Sentiment Score Heatmap Here we can see that the Sentiment Scores for different companies are almost zero, which means that there is no much difference in the sentiment score for different companies in different years. And after discussion, out group decide not to include the sentiment score in our later machine learning.

2. Heatmap of Sentence Complexity (Length of Sentence)

For the Complexity of Sentence, we use the length of the Sentence as reference. And below is the heatmap from the data analysis. And for detailed calculation in python, you can see the code for report as reference. For Heatmap generattion, it is similar to previous code.

Avg Sentence Length Heatmap

3. Heatmap of Word Complexity (Syllables of Sentence)

For the Complexity of Word, we use the Syllables that a word has as reference. The more syllables a word has, the more complexity the word would be. And below is the heatmap from the data analysis.

Word Complexity Heatmap

3. Stock Price Collection

In this section, we will explain and illustrate how our group get the stock price of the related companies on their annual report release date, after 20/120/252 trading days. To collect the adjusted closing stock price on Yahoo Finance, we use the library yfinance. And we use library numpy to assist with the data processing. And we will discuss the difficulties we encountered and how we solve it.

3.1 Initial Version of Stock Price Collection

Step 1. Get the Company Name and Dates

To get the adjusted closing stock price, we first get the company name and annual report release time from the previous steps.
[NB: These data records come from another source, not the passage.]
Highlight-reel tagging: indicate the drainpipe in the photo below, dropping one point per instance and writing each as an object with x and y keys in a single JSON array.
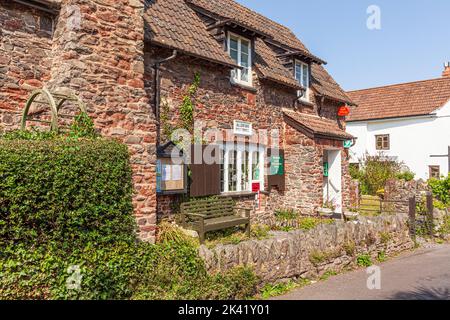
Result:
[{"x": 157, "y": 93}]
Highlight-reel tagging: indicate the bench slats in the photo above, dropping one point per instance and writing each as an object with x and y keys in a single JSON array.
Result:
[{"x": 211, "y": 215}]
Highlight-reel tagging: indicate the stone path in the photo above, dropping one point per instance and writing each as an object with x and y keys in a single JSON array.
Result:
[{"x": 420, "y": 275}]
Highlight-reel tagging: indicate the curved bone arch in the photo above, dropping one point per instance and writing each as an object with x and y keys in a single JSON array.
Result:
[{"x": 54, "y": 101}]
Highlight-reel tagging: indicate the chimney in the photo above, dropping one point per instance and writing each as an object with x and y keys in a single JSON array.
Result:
[{"x": 446, "y": 73}]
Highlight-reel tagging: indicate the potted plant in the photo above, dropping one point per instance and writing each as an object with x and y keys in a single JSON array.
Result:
[
  {"x": 351, "y": 214},
  {"x": 328, "y": 209}
]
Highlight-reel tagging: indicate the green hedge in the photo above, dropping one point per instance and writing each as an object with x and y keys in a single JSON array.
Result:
[
  {"x": 121, "y": 271},
  {"x": 64, "y": 189},
  {"x": 66, "y": 201}
]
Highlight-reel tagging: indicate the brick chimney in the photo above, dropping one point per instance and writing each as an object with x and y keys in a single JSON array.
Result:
[{"x": 446, "y": 73}]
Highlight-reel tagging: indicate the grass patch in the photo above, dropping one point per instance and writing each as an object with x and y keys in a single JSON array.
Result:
[
  {"x": 381, "y": 256},
  {"x": 350, "y": 248},
  {"x": 364, "y": 260},
  {"x": 385, "y": 237},
  {"x": 236, "y": 235}
]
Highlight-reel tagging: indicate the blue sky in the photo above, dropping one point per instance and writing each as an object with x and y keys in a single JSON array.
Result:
[{"x": 413, "y": 43}]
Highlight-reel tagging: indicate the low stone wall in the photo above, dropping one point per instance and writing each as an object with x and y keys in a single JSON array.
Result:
[
  {"x": 309, "y": 254},
  {"x": 400, "y": 190}
]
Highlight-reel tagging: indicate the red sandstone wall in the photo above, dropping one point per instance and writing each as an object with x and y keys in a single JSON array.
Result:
[
  {"x": 25, "y": 58},
  {"x": 219, "y": 103}
]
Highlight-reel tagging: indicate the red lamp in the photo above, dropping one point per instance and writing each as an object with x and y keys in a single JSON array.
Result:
[{"x": 343, "y": 111}]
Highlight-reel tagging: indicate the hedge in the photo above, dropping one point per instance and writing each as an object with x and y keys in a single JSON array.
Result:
[
  {"x": 121, "y": 271},
  {"x": 68, "y": 190},
  {"x": 67, "y": 202}
]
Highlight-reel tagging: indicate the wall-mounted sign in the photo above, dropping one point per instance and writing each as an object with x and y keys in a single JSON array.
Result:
[
  {"x": 326, "y": 167},
  {"x": 171, "y": 176},
  {"x": 348, "y": 144},
  {"x": 242, "y": 128},
  {"x": 276, "y": 165},
  {"x": 343, "y": 111},
  {"x": 256, "y": 187}
]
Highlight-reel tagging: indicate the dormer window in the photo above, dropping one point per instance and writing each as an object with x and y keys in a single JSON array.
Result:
[
  {"x": 239, "y": 49},
  {"x": 302, "y": 76}
]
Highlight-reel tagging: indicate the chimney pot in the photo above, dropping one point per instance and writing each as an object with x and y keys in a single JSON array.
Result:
[{"x": 446, "y": 73}]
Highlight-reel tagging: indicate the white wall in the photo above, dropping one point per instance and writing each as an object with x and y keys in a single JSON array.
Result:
[{"x": 413, "y": 140}]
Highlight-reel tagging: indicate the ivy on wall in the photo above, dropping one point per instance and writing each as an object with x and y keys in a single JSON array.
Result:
[{"x": 186, "y": 110}]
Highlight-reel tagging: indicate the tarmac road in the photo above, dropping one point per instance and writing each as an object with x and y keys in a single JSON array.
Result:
[{"x": 421, "y": 275}]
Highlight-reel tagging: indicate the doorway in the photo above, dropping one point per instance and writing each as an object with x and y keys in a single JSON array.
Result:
[{"x": 332, "y": 183}]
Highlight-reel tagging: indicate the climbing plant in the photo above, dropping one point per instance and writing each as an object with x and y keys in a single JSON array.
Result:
[{"x": 187, "y": 107}]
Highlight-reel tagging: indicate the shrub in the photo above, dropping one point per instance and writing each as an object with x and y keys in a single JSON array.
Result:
[
  {"x": 364, "y": 260},
  {"x": 55, "y": 188},
  {"x": 375, "y": 172},
  {"x": 441, "y": 189},
  {"x": 119, "y": 271},
  {"x": 406, "y": 175}
]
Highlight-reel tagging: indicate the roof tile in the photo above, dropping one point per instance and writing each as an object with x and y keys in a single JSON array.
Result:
[
  {"x": 171, "y": 23},
  {"x": 400, "y": 100},
  {"x": 318, "y": 125}
]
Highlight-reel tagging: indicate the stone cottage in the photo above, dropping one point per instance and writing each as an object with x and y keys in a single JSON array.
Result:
[{"x": 133, "y": 62}]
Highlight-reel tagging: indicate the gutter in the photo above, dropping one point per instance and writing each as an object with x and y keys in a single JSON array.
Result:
[
  {"x": 157, "y": 93},
  {"x": 41, "y": 5},
  {"x": 418, "y": 116}
]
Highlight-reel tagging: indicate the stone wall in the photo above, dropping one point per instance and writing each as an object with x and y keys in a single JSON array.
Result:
[
  {"x": 304, "y": 173},
  {"x": 101, "y": 59},
  {"x": 25, "y": 57},
  {"x": 218, "y": 103},
  {"x": 401, "y": 191},
  {"x": 309, "y": 254}
]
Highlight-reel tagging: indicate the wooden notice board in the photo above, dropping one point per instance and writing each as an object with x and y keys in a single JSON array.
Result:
[{"x": 171, "y": 177}]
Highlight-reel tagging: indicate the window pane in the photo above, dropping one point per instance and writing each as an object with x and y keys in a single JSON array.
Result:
[
  {"x": 305, "y": 76},
  {"x": 298, "y": 72},
  {"x": 232, "y": 170},
  {"x": 244, "y": 60},
  {"x": 255, "y": 167},
  {"x": 245, "y": 171},
  {"x": 245, "y": 75},
  {"x": 245, "y": 47},
  {"x": 233, "y": 44},
  {"x": 234, "y": 55},
  {"x": 222, "y": 170}
]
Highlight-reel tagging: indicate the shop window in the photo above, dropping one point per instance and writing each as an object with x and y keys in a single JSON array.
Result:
[
  {"x": 435, "y": 172},
  {"x": 243, "y": 165},
  {"x": 383, "y": 142}
]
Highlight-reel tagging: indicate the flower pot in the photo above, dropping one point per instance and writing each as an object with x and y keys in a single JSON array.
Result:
[
  {"x": 326, "y": 212},
  {"x": 351, "y": 216}
]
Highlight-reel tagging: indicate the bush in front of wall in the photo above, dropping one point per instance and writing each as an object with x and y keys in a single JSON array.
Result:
[
  {"x": 375, "y": 172},
  {"x": 79, "y": 190},
  {"x": 116, "y": 271},
  {"x": 441, "y": 189}
]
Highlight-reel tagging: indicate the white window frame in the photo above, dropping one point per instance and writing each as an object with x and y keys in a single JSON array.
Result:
[
  {"x": 241, "y": 148},
  {"x": 301, "y": 64},
  {"x": 237, "y": 131},
  {"x": 236, "y": 74}
]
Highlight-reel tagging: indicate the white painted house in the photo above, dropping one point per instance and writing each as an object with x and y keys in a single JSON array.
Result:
[{"x": 409, "y": 122}]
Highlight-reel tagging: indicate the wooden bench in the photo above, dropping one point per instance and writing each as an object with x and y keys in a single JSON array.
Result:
[{"x": 212, "y": 215}]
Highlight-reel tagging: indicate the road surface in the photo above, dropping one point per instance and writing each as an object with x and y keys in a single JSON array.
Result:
[{"x": 421, "y": 275}]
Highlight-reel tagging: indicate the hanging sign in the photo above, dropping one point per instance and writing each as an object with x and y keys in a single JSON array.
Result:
[
  {"x": 348, "y": 144},
  {"x": 276, "y": 165},
  {"x": 326, "y": 167},
  {"x": 343, "y": 111}
]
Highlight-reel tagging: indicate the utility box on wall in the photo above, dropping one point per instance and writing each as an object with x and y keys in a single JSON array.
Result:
[
  {"x": 276, "y": 176},
  {"x": 171, "y": 170}
]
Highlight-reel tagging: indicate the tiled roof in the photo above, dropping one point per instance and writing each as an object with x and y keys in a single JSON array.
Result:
[
  {"x": 174, "y": 24},
  {"x": 318, "y": 126},
  {"x": 401, "y": 100},
  {"x": 171, "y": 23},
  {"x": 326, "y": 86},
  {"x": 236, "y": 11},
  {"x": 270, "y": 66}
]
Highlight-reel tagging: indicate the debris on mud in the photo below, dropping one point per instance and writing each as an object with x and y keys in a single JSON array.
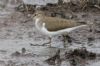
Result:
[{"x": 74, "y": 57}]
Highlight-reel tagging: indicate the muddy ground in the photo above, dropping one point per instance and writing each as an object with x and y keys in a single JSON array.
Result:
[{"x": 22, "y": 45}]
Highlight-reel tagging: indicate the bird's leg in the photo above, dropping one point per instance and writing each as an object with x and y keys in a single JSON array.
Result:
[
  {"x": 67, "y": 40},
  {"x": 48, "y": 42}
]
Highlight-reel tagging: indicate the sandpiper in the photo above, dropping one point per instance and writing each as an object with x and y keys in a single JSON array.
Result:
[{"x": 52, "y": 26}]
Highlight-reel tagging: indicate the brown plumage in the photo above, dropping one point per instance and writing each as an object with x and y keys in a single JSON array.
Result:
[
  {"x": 55, "y": 23},
  {"x": 51, "y": 26}
]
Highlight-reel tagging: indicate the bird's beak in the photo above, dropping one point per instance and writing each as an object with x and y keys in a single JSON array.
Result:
[{"x": 82, "y": 23}]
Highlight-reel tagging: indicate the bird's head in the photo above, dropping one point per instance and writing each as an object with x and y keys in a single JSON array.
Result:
[
  {"x": 38, "y": 14},
  {"x": 81, "y": 23}
]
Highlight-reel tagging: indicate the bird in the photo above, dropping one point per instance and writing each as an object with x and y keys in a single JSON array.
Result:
[{"x": 52, "y": 26}]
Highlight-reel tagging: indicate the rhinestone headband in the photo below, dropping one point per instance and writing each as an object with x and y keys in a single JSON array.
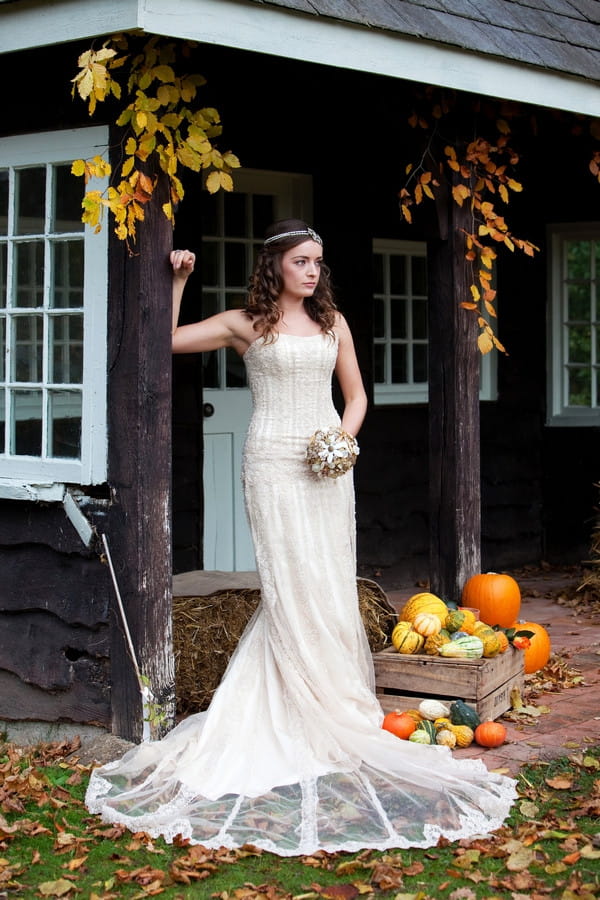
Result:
[{"x": 308, "y": 231}]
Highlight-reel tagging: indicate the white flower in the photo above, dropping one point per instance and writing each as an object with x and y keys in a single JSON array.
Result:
[{"x": 331, "y": 452}]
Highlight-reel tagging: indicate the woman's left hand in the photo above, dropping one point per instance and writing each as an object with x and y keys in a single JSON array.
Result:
[{"x": 183, "y": 262}]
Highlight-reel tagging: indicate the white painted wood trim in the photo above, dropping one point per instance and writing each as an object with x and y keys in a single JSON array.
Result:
[{"x": 281, "y": 32}]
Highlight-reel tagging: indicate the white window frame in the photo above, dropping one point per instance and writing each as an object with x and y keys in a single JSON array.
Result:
[
  {"x": 414, "y": 393},
  {"x": 559, "y": 413},
  {"x": 29, "y": 477}
]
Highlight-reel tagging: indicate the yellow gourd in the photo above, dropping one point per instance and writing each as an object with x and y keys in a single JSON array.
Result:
[
  {"x": 446, "y": 738},
  {"x": 405, "y": 639},
  {"x": 464, "y": 735},
  {"x": 435, "y": 641},
  {"x": 427, "y": 624},
  {"x": 423, "y": 602}
]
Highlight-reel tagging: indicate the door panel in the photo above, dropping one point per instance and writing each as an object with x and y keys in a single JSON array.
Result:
[{"x": 232, "y": 233}]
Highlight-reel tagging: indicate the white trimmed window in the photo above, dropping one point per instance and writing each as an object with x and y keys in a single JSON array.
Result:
[
  {"x": 400, "y": 340},
  {"x": 574, "y": 338},
  {"x": 53, "y": 289}
]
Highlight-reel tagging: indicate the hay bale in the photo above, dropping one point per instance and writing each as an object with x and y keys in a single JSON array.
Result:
[{"x": 206, "y": 631}]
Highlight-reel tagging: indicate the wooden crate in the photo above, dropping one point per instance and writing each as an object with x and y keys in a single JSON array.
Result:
[{"x": 404, "y": 680}]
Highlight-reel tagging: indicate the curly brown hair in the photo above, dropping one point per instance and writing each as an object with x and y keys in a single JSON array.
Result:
[{"x": 266, "y": 283}]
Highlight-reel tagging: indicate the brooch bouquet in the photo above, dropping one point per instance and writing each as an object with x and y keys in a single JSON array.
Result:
[{"x": 331, "y": 452}]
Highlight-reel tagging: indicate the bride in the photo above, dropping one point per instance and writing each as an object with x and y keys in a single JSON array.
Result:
[{"x": 291, "y": 756}]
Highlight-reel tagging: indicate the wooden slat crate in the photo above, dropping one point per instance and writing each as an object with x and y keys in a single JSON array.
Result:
[{"x": 403, "y": 680}]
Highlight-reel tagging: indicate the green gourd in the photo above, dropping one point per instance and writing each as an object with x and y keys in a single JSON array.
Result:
[
  {"x": 463, "y": 714},
  {"x": 429, "y": 728},
  {"x": 464, "y": 647}
]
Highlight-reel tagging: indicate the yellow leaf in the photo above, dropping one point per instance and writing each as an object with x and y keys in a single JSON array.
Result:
[
  {"x": 163, "y": 73},
  {"x": 485, "y": 343},
  {"x": 231, "y": 160},
  {"x": 56, "y": 888},
  {"x": 213, "y": 183}
]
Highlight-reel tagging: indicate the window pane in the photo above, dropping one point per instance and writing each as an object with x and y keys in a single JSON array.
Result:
[
  {"x": 397, "y": 274},
  {"x": 2, "y": 347},
  {"x": 578, "y": 259},
  {"x": 65, "y": 427},
  {"x": 3, "y": 263},
  {"x": 235, "y": 264},
  {"x": 235, "y": 300},
  {"x": 67, "y": 200},
  {"x": 379, "y": 318},
  {"x": 399, "y": 366},
  {"x": 235, "y": 214},
  {"x": 31, "y": 200},
  {"x": 210, "y": 263},
  {"x": 28, "y": 423},
  {"x": 67, "y": 349},
  {"x": 420, "y": 363},
  {"x": 29, "y": 348},
  {"x": 30, "y": 274},
  {"x": 378, "y": 284},
  {"x": 580, "y": 344},
  {"x": 2, "y": 420},
  {"x": 263, "y": 213},
  {"x": 580, "y": 387},
  {"x": 379, "y": 364},
  {"x": 67, "y": 269},
  {"x": 398, "y": 318},
  {"x": 419, "y": 319},
  {"x": 578, "y": 302},
  {"x": 419, "y": 275},
  {"x": 3, "y": 201}
]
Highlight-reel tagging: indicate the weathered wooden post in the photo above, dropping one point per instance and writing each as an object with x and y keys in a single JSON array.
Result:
[
  {"x": 139, "y": 521},
  {"x": 454, "y": 434}
]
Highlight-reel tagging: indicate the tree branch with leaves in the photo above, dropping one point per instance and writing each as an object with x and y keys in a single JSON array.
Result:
[
  {"x": 480, "y": 172},
  {"x": 160, "y": 120}
]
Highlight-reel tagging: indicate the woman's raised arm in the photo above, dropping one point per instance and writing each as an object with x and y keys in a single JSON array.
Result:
[{"x": 224, "y": 329}]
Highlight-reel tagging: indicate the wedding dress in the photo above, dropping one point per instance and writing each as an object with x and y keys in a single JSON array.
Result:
[{"x": 291, "y": 756}]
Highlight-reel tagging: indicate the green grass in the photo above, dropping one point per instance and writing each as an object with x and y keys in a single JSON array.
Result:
[{"x": 549, "y": 848}]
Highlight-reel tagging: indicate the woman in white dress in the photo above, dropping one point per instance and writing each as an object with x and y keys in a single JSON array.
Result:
[{"x": 291, "y": 756}]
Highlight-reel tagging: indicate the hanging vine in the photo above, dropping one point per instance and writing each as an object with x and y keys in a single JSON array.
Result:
[
  {"x": 161, "y": 121},
  {"x": 481, "y": 173}
]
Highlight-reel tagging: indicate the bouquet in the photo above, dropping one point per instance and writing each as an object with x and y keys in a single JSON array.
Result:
[{"x": 331, "y": 452}]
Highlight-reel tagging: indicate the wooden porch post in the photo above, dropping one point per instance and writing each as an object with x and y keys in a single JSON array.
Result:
[
  {"x": 454, "y": 434},
  {"x": 139, "y": 521}
]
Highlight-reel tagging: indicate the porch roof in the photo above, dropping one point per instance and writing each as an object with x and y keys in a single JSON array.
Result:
[{"x": 544, "y": 52}]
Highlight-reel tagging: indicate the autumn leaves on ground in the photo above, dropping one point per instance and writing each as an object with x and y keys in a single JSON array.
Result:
[{"x": 51, "y": 847}]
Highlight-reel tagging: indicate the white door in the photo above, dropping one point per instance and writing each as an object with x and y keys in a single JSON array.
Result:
[{"x": 233, "y": 227}]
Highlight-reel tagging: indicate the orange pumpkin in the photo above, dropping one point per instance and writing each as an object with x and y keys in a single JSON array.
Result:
[
  {"x": 496, "y": 596},
  {"x": 399, "y": 723},
  {"x": 539, "y": 650},
  {"x": 490, "y": 734}
]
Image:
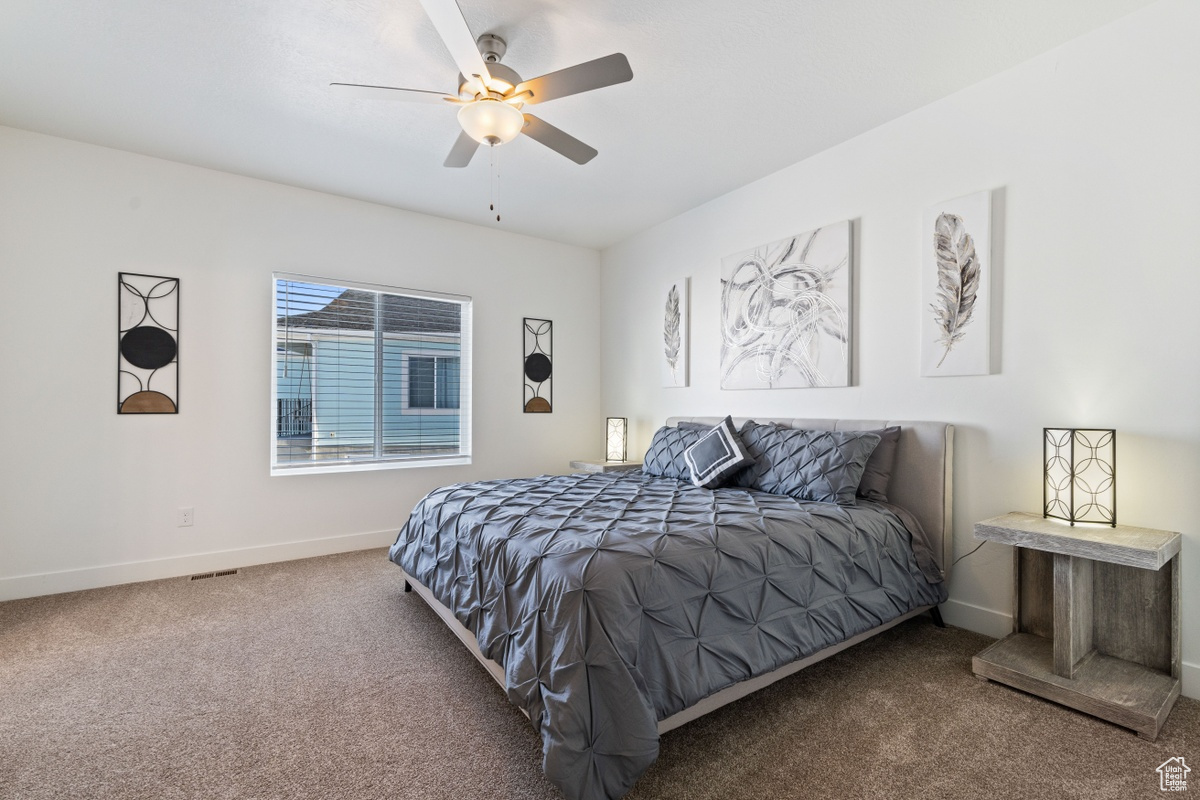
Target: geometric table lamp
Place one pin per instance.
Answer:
(1080, 482)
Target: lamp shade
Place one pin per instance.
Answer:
(1080, 475)
(491, 121)
(616, 428)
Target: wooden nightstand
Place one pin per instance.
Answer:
(605, 465)
(1096, 618)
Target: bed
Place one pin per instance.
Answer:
(612, 607)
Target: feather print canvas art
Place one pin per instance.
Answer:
(675, 334)
(955, 278)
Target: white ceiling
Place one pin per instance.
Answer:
(723, 92)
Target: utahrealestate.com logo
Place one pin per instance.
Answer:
(1173, 775)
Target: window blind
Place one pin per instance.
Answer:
(369, 377)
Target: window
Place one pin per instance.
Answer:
(432, 382)
(367, 377)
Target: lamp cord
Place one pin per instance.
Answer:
(495, 172)
(966, 554)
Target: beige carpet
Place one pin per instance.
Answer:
(322, 679)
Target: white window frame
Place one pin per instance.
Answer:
(366, 464)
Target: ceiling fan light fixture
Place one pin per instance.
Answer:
(491, 121)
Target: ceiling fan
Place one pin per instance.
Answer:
(492, 95)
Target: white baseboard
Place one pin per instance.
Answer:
(111, 575)
(976, 618)
(1189, 677)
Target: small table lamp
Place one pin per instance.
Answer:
(615, 438)
(1080, 481)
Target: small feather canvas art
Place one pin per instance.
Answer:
(675, 334)
(955, 280)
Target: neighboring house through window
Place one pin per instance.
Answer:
(369, 377)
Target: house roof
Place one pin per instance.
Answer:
(354, 310)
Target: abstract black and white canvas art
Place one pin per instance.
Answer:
(786, 312)
(955, 277)
(675, 332)
(147, 344)
(539, 366)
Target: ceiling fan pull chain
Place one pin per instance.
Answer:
(495, 179)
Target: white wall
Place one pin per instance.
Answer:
(89, 498)
(1093, 155)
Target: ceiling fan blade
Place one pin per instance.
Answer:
(557, 140)
(462, 150)
(451, 26)
(582, 77)
(367, 91)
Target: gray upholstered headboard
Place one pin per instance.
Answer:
(923, 476)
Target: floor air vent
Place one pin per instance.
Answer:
(213, 575)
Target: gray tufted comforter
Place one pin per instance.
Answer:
(617, 600)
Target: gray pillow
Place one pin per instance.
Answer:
(877, 473)
(819, 465)
(665, 456)
(717, 456)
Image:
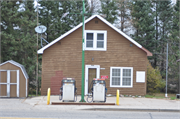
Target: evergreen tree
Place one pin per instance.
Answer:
(143, 22)
(109, 10)
(123, 15)
(174, 48)
(18, 36)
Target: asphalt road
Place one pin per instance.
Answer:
(56, 114)
(16, 109)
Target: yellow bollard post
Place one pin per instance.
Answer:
(117, 97)
(48, 96)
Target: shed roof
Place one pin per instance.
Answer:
(18, 65)
(40, 51)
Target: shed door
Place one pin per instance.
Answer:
(9, 83)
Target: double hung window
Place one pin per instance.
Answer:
(121, 77)
(95, 40)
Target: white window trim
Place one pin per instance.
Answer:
(95, 40)
(121, 77)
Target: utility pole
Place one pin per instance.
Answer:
(83, 48)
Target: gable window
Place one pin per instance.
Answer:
(121, 77)
(95, 40)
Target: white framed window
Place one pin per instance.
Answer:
(95, 40)
(121, 77)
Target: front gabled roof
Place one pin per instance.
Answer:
(40, 51)
(18, 65)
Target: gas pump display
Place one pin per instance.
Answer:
(98, 91)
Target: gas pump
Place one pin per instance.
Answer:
(68, 90)
(98, 91)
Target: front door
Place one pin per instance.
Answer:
(92, 71)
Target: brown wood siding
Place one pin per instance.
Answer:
(66, 56)
(22, 80)
(3, 89)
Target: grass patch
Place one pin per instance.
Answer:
(149, 96)
(161, 96)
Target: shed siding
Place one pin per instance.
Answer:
(66, 56)
(22, 80)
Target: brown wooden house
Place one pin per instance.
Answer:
(108, 51)
(13, 80)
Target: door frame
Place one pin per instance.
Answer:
(8, 83)
(87, 67)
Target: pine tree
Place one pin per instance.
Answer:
(143, 22)
(174, 48)
(123, 15)
(109, 10)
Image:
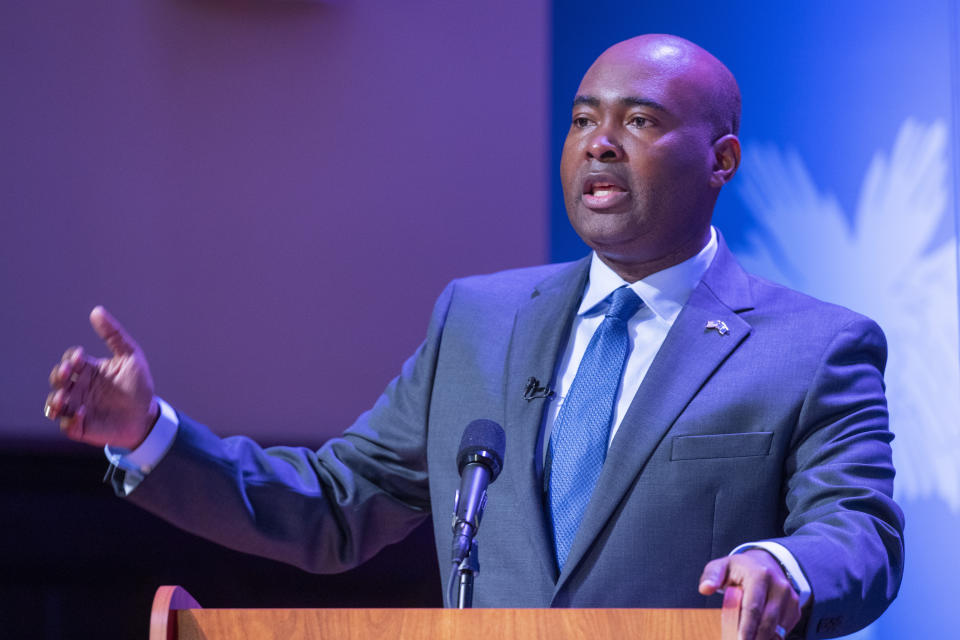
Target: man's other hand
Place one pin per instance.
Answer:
(769, 600)
(104, 400)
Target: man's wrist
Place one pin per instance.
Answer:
(139, 462)
(788, 563)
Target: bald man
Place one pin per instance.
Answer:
(674, 425)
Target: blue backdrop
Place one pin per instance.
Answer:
(847, 191)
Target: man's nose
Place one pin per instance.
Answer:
(604, 148)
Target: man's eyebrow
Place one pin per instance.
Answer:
(627, 101)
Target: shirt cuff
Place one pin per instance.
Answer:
(136, 464)
(787, 562)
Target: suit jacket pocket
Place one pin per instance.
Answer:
(721, 445)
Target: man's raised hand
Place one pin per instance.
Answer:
(770, 607)
(104, 400)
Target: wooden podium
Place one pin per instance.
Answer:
(176, 615)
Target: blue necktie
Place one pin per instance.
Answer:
(578, 443)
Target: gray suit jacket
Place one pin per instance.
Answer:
(776, 430)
And we created an empty list to store the closing price we are going to get.

 import pandas as pd
 import yfinance as yf
 import numpy as np
 # Read Excel file
 df = pd.read_excel(file_path)
 file_path = 'full_version_annual_reports.csv'
 # the ticker simbol column is 'Company'，date column is 'Filing_Date'
 tickers = df['Company'].tolist()
 dates = pd.to_datetime(df['Filing Date']).tolist()
 # store the stock close price data
 close_prices = []

Step 2. Get the stock price on Annual Report Release Date

After we get the Company Names and Annual Report Release Dates, we tried to get the closing stock price of the specified company on their annual report release date.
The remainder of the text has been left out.